I’m writing to give you an update on our work to save mothers’ lives, and to show what you’ve helped accomplish as a Partners In Health supporter. Every day, thanks to your generosity, Partners In Health (PIH) is working to bring care to the people who need it most. And no patient we serve needs access to care more than a woman in labor.
Amazingly, in 2014, women still die in childbirth—nearly 800 every day. Almost all of these women live in poor countries. In the U.S., death during childbirth was all but eradicated at the turn of the 20th century. In fact, the Brigham and Women’s Hospital, where I serve as faculty, was founded in 1832 as the “Boston Lying-in Hospital.” Why? Because 150 years ago in the U.S., we recognized the need for women to be close to care when delivering their babies—close to doctors and nurses and close to facilities if surgical care was needed.
In the countries where we work, from Haiti, to Malawi, to Lesotho, we’re still working to spread this high level of care. And together with partners like you, we’re moving toward a future with zero maternal deaths—providing the first-rate health care every woman deserves, no matter where they live, and no matter where they’re from.
This past fall, my colleagues released the inaugural edition of PIH Reports, a series exploring innovations in global health care.
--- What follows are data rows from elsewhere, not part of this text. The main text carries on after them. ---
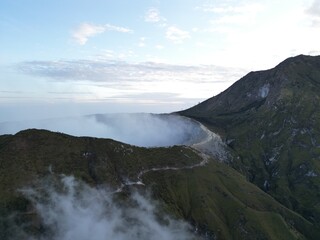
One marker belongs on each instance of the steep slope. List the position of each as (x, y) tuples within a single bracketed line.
[(271, 119), (218, 201)]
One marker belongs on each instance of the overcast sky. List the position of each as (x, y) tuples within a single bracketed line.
[(71, 57)]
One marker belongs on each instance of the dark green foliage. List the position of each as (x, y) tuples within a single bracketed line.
[(277, 137)]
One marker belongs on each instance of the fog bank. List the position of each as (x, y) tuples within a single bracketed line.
[(70, 209), (146, 130)]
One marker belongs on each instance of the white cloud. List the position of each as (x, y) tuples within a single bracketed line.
[(314, 8), (314, 12), (142, 42), (153, 15), (176, 35), (82, 212), (120, 71), (150, 130), (110, 80), (86, 30)]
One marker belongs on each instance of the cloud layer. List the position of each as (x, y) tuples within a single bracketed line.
[(86, 30), (146, 130), (120, 71), (70, 209)]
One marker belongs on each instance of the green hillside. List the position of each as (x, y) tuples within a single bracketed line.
[(215, 199), (271, 120)]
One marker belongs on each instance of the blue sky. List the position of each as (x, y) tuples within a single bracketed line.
[(73, 57)]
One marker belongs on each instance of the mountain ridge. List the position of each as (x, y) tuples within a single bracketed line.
[(271, 120)]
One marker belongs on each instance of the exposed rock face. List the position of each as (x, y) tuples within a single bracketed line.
[(271, 119)]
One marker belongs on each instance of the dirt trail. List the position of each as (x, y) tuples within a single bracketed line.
[(210, 146)]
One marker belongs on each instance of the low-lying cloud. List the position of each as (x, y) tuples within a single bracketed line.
[(69, 209), (146, 130)]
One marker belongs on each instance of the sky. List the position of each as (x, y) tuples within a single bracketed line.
[(73, 57)]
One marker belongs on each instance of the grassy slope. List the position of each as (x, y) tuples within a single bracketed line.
[(215, 198), (278, 139)]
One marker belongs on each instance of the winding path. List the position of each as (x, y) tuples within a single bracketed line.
[(210, 146)]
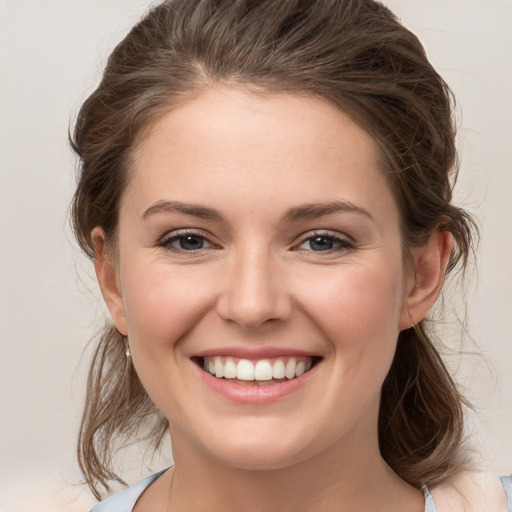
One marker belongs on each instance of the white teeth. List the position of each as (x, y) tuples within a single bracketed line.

The first report, The Role of Maternity Waiting Homes as Part of a Comprehensive Maternal Mortality Reduction Strategy in Lesotho, provides an in-depth look at how maternity waiting homes at remote clinics in Lesotho are increasing the number of facility-based deliveries, making childbirth safer in a country burdened with significant challenges. Per every 100,000 live births, 620 women will die in this tiny African kingdom, where rugged, mountainous terrain and a high burden of HIV present unique hardships. And to provide maternal health care to mothers across the nation, we’ve joined key partners to develop an all-inclusive strategy to save women’s lives.
In this report, we share the effectiveness of maternity waiting homes as part of this strategy to reduce maternal mortality. These homes allow women in Lesotho to make the rigorous trek a week or two before they anticipate going into labor. Once there, a woman can relax for the remainder of her pregnancy, knowing she’s only a few yards from trained medical professionals, needed equipment, and medicines.
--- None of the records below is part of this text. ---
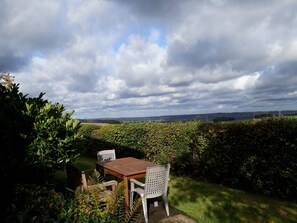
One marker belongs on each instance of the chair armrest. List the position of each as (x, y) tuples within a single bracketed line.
[(137, 182)]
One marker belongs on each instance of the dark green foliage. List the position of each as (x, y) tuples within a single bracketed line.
[(36, 138), (89, 144), (256, 155)]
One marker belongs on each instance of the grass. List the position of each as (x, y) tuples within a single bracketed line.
[(211, 203), (207, 202)]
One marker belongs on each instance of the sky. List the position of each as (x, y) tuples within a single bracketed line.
[(138, 58)]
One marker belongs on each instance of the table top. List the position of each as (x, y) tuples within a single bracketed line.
[(127, 166)]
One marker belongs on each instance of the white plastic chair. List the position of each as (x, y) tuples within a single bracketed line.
[(105, 155), (156, 185)]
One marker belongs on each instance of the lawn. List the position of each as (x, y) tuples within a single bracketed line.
[(207, 202), (210, 203)]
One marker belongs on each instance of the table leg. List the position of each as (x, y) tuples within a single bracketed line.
[(126, 182)]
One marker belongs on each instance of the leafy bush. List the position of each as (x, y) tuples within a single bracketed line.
[(256, 155)]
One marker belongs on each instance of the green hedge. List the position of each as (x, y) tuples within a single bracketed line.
[(256, 155)]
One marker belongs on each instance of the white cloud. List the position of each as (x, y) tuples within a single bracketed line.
[(111, 58)]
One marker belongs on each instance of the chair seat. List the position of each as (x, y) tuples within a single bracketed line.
[(156, 184)]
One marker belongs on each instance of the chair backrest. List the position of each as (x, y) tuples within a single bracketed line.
[(105, 155), (156, 180)]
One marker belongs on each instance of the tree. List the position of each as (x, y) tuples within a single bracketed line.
[(36, 137)]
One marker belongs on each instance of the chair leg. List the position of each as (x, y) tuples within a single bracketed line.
[(166, 205), (131, 199), (144, 206)]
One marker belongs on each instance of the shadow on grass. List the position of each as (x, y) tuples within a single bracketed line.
[(207, 202)]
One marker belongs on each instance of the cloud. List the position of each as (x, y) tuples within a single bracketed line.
[(111, 58)]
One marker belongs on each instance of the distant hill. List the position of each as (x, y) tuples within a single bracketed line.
[(193, 117)]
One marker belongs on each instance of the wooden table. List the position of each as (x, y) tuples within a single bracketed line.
[(125, 169)]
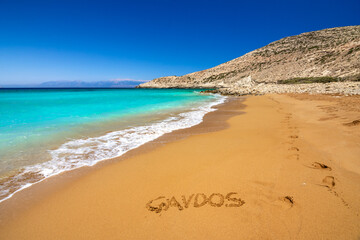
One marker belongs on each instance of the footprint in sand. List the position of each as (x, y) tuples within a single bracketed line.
[(317, 165), (329, 182), (294, 149), (353, 123)]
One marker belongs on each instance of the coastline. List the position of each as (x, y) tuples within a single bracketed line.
[(292, 161), (212, 121), (80, 151)]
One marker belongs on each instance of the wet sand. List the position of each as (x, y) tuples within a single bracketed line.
[(288, 168)]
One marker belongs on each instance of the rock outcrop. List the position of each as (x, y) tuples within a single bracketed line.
[(333, 52)]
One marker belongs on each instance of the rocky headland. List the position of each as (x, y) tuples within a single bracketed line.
[(325, 62)]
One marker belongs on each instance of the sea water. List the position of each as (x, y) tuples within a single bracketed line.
[(44, 132)]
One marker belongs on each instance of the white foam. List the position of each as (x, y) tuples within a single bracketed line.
[(87, 152)]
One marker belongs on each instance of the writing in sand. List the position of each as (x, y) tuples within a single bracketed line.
[(162, 203)]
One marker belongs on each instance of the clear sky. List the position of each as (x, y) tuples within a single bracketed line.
[(103, 40)]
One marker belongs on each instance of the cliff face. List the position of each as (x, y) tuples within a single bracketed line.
[(331, 52)]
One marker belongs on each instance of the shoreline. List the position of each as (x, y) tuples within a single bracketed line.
[(63, 158), (35, 191), (287, 168)]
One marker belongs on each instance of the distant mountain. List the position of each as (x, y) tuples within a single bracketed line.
[(333, 52), (81, 84)]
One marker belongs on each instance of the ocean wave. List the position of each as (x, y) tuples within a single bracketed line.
[(87, 152)]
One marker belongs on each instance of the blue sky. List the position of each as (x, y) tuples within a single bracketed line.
[(103, 40)]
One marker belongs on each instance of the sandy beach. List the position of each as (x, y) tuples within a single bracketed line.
[(261, 167)]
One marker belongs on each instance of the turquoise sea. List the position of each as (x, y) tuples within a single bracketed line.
[(44, 132)]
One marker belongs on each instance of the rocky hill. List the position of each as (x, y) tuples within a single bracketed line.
[(333, 53)]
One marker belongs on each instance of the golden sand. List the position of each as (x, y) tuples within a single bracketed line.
[(288, 168)]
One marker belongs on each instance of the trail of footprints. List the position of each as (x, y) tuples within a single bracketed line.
[(328, 181), (294, 150)]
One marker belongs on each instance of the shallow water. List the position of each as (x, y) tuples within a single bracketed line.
[(44, 132)]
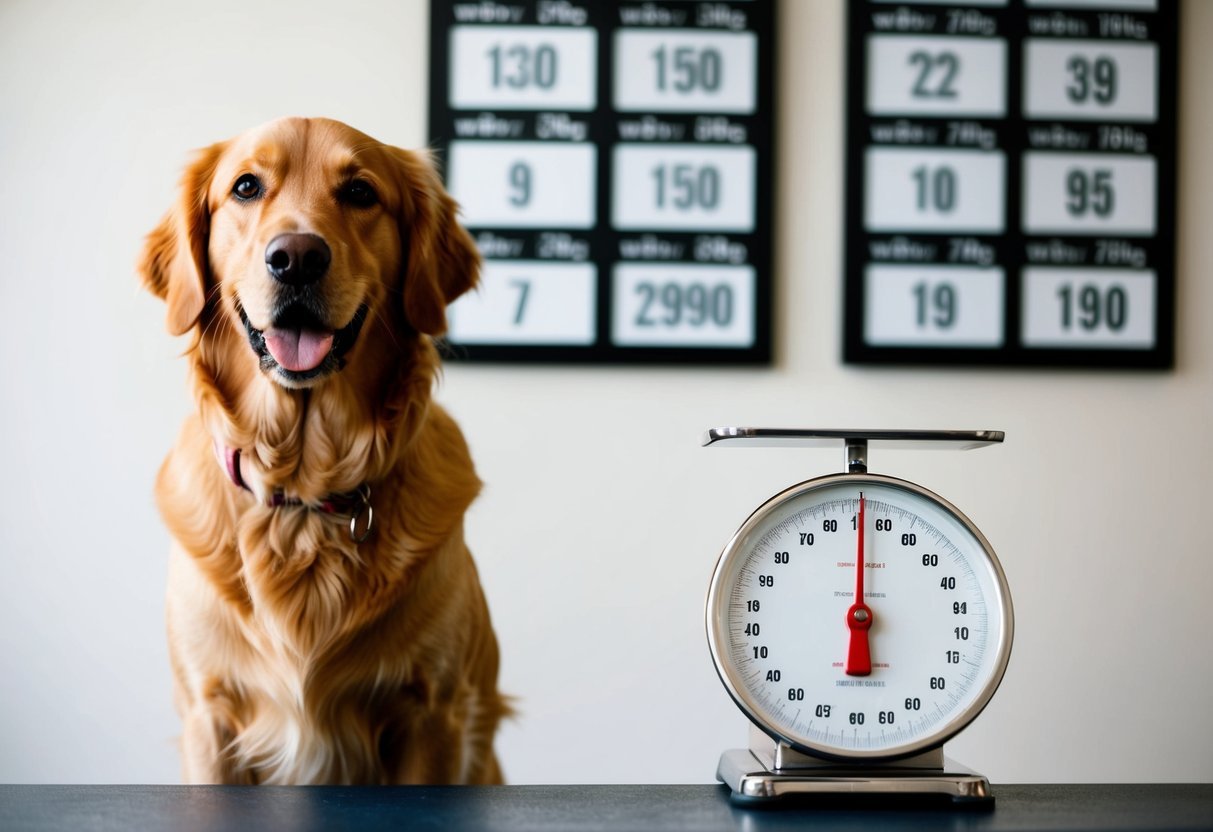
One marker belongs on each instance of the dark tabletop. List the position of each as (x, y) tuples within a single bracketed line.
[(576, 808)]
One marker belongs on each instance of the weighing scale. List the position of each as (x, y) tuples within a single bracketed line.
[(859, 621)]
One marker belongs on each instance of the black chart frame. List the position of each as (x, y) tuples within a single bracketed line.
[(1009, 246), (604, 240)]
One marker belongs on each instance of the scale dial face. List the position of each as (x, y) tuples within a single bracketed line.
[(889, 671)]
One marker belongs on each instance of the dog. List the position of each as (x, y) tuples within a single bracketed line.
[(325, 619)]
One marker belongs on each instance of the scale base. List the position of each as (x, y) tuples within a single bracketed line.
[(755, 780)]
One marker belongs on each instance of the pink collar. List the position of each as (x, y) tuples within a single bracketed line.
[(351, 503)]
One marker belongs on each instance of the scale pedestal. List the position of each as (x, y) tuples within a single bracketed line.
[(770, 770)]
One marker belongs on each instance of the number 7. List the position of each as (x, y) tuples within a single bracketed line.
[(523, 286)]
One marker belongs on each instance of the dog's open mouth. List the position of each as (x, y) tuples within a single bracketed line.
[(299, 346)]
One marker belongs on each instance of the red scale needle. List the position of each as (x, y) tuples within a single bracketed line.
[(859, 615)]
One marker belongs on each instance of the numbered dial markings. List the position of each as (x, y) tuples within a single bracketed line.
[(934, 597)]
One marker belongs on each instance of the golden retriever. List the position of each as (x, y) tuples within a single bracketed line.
[(325, 619)]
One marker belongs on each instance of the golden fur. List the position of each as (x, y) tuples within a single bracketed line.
[(299, 655)]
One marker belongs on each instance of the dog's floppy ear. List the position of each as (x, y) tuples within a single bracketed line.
[(174, 260), (443, 261)]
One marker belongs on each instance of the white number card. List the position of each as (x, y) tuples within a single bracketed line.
[(683, 187), (528, 302), (1091, 80), (1068, 308), (941, 305), (524, 68), (1071, 193), (693, 306), (685, 70), (524, 184), (937, 75), (911, 189)]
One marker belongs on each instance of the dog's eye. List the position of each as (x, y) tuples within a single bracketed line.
[(246, 187), (359, 193)]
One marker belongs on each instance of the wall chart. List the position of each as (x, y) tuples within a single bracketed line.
[(1012, 182), (614, 165)]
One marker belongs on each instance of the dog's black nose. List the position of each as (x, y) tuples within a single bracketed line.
[(297, 258)]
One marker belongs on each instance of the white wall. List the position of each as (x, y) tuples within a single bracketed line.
[(602, 517)]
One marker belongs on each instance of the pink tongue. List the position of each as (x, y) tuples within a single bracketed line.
[(299, 351)]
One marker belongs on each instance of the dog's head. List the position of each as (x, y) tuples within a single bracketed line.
[(301, 231)]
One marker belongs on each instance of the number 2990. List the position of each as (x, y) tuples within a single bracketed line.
[(673, 303)]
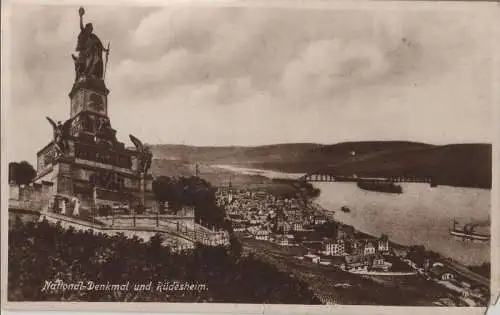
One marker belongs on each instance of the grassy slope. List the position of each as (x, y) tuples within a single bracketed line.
[(467, 165)]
And to ensure a safe pregnancy and delivery for expectant mothers in Lesotho, we’ve developed a comprehensive plan—from the community health workers who accompany them to prenatal appointments, to the waiting houses, to the midwives, nurses, and doctors who provide safe deliveries at the health center. And these clinic-based deliveries, with medical staff at the ready and adequate supplies in tow, can be the difference between life and death. I’m excited to report that at the PIH-supported clinic in the village of Bobete, where this comprehensive approach was launched, the number of facility-based deliveries has increased 370 percent since 2009.
If you are interested in reading the report in full, you can download it on our website at http://www.pih.org/knowledge-center.
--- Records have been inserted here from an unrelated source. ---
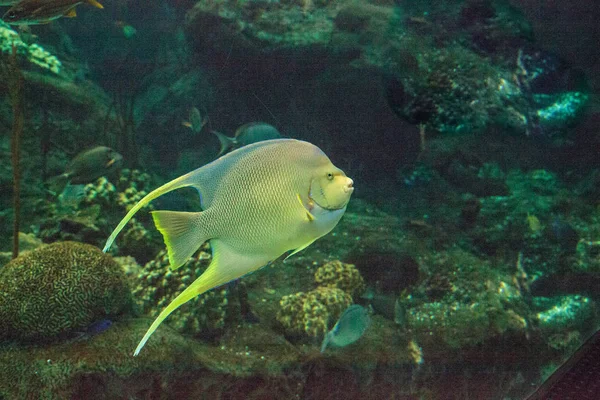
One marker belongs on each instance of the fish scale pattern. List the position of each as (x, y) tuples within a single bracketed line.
[(59, 288), (245, 195)]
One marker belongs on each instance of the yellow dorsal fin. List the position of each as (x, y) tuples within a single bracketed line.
[(308, 214), (94, 3)]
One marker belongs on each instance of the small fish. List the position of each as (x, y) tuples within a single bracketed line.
[(386, 305), (87, 166), (128, 30), (350, 327), (258, 202), (534, 223), (32, 12), (71, 196), (195, 122), (251, 132)]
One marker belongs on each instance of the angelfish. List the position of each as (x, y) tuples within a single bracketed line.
[(259, 202)]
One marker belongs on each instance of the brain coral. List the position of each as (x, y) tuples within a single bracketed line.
[(59, 288), (336, 274)]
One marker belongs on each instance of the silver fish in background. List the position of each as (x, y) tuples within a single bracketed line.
[(33, 12), (350, 327), (251, 132)]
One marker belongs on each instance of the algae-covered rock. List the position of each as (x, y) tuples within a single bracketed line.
[(158, 286), (59, 288), (336, 274)]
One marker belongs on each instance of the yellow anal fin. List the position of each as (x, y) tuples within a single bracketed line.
[(94, 3), (226, 266), (308, 214), (71, 13)]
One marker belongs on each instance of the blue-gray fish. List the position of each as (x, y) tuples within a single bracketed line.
[(258, 202), (251, 132), (350, 327)]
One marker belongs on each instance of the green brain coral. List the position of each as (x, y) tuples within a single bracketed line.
[(59, 288)]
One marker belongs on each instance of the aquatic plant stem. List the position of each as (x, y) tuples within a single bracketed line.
[(15, 86)]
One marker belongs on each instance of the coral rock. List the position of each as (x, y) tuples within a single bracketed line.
[(59, 288), (312, 313)]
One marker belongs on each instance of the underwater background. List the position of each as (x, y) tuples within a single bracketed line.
[(471, 130)]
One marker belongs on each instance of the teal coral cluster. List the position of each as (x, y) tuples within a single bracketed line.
[(312, 313), (59, 288), (336, 274), (33, 52), (159, 285)]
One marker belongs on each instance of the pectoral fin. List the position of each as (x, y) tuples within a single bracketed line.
[(308, 214)]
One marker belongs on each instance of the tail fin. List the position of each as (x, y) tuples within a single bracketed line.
[(57, 183), (182, 232), (226, 266), (182, 181), (226, 142)]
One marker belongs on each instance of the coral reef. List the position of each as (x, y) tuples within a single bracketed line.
[(312, 313), (204, 315), (336, 274), (59, 288), (470, 303), (34, 53)]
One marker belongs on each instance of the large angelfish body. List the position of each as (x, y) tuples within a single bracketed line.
[(258, 202)]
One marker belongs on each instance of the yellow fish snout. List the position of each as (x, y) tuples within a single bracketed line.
[(349, 187)]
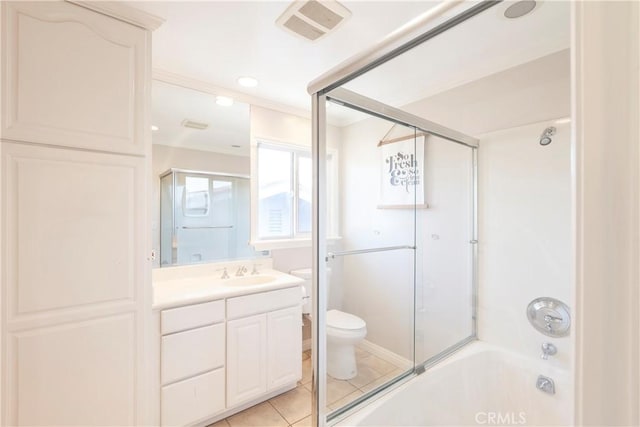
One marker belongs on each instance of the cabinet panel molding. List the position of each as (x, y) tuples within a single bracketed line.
[(284, 336), (73, 78), (246, 359), (81, 373), (189, 401), (73, 224), (192, 352)]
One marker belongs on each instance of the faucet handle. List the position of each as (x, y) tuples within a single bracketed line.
[(255, 269), (225, 275), (548, 349)]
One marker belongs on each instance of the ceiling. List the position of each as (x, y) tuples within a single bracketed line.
[(218, 41), (228, 126)]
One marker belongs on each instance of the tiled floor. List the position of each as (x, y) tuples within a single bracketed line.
[(293, 408)]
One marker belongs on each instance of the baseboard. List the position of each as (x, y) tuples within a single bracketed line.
[(385, 354), (306, 344)]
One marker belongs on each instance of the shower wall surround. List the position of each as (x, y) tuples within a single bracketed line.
[(525, 247)]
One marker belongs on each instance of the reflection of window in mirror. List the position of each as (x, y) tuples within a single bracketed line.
[(196, 196), (284, 191)]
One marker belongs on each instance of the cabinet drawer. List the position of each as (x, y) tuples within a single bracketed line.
[(263, 302), (192, 400), (192, 352), (191, 316)]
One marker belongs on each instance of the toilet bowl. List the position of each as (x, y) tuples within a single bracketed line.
[(344, 331)]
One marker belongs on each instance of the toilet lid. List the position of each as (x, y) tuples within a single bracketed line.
[(341, 320)]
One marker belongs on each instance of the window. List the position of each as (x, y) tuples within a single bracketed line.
[(284, 191)]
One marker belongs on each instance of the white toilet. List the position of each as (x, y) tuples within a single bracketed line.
[(344, 331)]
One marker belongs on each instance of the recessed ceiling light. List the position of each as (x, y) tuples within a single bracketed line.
[(520, 8), (247, 81), (224, 101)]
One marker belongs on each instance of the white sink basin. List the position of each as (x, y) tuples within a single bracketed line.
[(249, 280)]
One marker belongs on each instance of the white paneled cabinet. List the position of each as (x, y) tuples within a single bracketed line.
[(75, 78), (247, 358), (213, 365), (75, 304), (284, 347)]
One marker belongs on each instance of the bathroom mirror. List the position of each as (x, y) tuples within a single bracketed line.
[(200, 173)]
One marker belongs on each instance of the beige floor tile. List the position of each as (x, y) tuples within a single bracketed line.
[(365, 375), (305, 422), (293, 405), (381, 380), (361, 354), (262, 415), (346, 400), (377, 364), (337, 389)]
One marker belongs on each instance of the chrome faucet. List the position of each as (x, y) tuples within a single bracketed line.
[(225, 275), (241, 270), (545, 384), (548, 349)]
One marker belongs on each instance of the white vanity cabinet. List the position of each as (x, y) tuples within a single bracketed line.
[(264, 343), (192, 363), (218, 357)]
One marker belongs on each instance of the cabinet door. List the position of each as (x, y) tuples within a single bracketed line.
[(284, 335), (246, 359), (74, 78), (74, 288)]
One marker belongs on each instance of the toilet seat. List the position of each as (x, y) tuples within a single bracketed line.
[(342, 322)]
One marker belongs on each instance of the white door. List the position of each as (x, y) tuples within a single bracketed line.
[(246, 358), (285, 347)]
At PIH, we won't settle for a world where mothers die for lack of access to health care. Instead, we’ll expand our work to provide prenatal care, safe deliveries, and crucial family planning to women across the countries where we work—bringing the fruits of medical science to some of the world’s poorest, hardest to reach communities.
On behalf of my colleagues and partners, please accept my sincere thanks for your support and for believing in us.